NEWS RELEASE: Fifth Ballot Counting Update for June 7th Presidential Primary Election: https://t.co/cRdDixgR1T
— Dean Logan, RR/CC (@LACountyRRCC) June 25, 2016
Sanders’ supporters heard some good news from Dean Logan, RR/CC of L.A. County, when he announced on Twitter that “NPP provisional voters issued DEM ballots will be processed as NPP-DEM crossover with the Presidential vote as marked,” so that voter intent was given higher priority than errors at the polls. Logan verified the accuracy of Facebook claims by Sanders’ supporters that announced the “recovery of up to 580,000 uncounted votes in California.”
@hiya_jazz — Yes, NPP provisional voters issued DEM ballots will be processed as NPP-DEM crossover with the Presidential vote as marked.
— Dean Logan, RR/CC (@LACountyRRCC) June 23, 2016
— DLUH (@itsviviespinoza) June 7, 2016
Of course, what really counts is Congressional Districts, not counties. Pledged delegates get allocated based on Congressional Districts. San Diego County, for example, fully encompassed the 53rd and 52nd Congressional Districts, which combine to offer 13 pledged delegates. The San Diego County voters also affect the allocated delegates in Congressional Districts 49, 50, and 51, which can offer 16 pledged delegates.
— Alison Spalding (@AlisonSpalding2) June 22, 2016
District 34 in California flips to Bernie! Still more votes to be counted, but a great sign. https://t.co/EPJ1F28T26 pic.twitter.com/9gO9mkWlzk
— Latinos for Bernie (@Latinos4Bernie) June 22, 2016
The Green Papers totaled Clinton’s California pledged delegates on June 21 as 261. Bernie Sanders was allocated 214 pledged delegates that day. After the recent California updates, which are still not final, Clinton was allocated 259 pledged delegates in California and Sanders was given 216, decreasing Clinton’s pledged delegated lead in the state from 47 to 43. If Bernie is able to take 22 more pledged delegates statewide as the remaining 600 thousand ballots are counted, Sanders will defy election night declarations on the part of the Associated Press and win the State of California. As Sanders repeatedly says, “it would be an uphill battle,” but it is still a possibility.
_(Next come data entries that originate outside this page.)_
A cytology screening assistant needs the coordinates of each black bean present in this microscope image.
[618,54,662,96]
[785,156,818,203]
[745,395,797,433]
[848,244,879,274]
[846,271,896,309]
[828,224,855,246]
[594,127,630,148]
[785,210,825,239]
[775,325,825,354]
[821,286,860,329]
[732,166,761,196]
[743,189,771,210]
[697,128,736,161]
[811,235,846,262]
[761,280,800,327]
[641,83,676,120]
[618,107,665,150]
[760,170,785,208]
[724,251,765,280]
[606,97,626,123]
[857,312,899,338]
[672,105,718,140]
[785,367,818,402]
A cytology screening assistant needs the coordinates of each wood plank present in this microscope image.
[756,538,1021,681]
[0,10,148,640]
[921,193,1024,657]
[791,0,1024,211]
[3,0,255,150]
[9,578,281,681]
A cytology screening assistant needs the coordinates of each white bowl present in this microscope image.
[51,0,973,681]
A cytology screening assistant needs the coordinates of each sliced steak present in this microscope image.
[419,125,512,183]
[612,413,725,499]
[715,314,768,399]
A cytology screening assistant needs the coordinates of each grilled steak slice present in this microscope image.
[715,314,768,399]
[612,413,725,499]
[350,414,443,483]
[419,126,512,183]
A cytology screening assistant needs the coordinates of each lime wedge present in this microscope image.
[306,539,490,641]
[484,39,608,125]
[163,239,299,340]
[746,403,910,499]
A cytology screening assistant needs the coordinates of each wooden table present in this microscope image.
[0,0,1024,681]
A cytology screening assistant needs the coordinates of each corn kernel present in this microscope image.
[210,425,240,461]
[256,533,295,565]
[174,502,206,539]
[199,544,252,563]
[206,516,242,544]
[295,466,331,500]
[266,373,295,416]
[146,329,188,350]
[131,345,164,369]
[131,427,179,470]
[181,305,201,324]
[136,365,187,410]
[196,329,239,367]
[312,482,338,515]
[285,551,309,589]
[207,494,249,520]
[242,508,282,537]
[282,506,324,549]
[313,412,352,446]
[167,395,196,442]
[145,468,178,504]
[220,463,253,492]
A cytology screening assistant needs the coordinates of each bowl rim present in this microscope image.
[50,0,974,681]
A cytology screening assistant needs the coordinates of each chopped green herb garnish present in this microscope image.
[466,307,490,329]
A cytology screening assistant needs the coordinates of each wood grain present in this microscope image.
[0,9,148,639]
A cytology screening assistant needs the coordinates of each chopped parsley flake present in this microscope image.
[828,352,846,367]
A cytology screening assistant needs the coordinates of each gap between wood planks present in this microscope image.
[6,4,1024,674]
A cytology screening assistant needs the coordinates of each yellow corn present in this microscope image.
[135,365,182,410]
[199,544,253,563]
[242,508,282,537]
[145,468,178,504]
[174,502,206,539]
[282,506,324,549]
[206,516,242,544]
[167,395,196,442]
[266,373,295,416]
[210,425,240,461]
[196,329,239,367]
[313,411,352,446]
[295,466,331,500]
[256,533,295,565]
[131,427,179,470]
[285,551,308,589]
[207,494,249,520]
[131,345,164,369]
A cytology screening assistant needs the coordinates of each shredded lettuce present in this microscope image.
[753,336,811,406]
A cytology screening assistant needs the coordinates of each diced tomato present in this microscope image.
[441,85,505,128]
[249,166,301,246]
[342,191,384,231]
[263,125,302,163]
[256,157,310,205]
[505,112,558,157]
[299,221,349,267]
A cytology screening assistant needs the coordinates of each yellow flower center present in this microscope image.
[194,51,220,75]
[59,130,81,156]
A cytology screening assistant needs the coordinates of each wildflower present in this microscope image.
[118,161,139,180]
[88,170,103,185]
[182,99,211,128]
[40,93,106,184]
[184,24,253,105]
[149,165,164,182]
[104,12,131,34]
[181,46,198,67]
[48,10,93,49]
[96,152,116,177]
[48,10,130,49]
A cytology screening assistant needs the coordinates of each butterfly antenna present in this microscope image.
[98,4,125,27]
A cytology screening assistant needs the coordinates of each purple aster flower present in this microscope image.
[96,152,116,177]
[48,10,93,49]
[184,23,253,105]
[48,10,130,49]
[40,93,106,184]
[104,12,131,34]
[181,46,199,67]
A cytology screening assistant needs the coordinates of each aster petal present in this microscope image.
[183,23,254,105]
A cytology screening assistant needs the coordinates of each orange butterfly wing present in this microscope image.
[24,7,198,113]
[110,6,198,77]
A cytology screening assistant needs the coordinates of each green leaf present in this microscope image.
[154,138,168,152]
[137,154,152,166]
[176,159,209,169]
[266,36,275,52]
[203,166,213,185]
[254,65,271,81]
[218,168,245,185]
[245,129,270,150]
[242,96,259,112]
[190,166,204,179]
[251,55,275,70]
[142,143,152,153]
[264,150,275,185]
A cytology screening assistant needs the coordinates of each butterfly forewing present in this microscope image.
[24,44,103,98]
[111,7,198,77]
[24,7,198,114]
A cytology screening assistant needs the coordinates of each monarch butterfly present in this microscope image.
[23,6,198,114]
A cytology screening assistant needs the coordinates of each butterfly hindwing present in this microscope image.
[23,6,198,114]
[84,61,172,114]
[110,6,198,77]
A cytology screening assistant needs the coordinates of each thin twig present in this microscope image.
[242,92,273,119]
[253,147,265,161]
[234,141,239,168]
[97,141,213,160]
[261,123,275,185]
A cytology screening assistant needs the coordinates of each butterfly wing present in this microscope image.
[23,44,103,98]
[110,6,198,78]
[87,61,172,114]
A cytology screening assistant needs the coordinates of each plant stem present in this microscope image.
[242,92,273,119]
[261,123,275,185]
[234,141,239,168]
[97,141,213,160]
As more of the 2.5 million uncounted ballots are counted, we are seeing Bernie Sanders catch up to Clinton. https://t.co/VPqXMSZh6t
— Millennials 4 Bernie (@Bernlennials) June 25, 2016
Either way, neither Democratic candidate will go to the Democratic National Convention with enough pledged delegates to automatically be granted the nomination. The convention, it seems, will be contested and decided by superdelegates.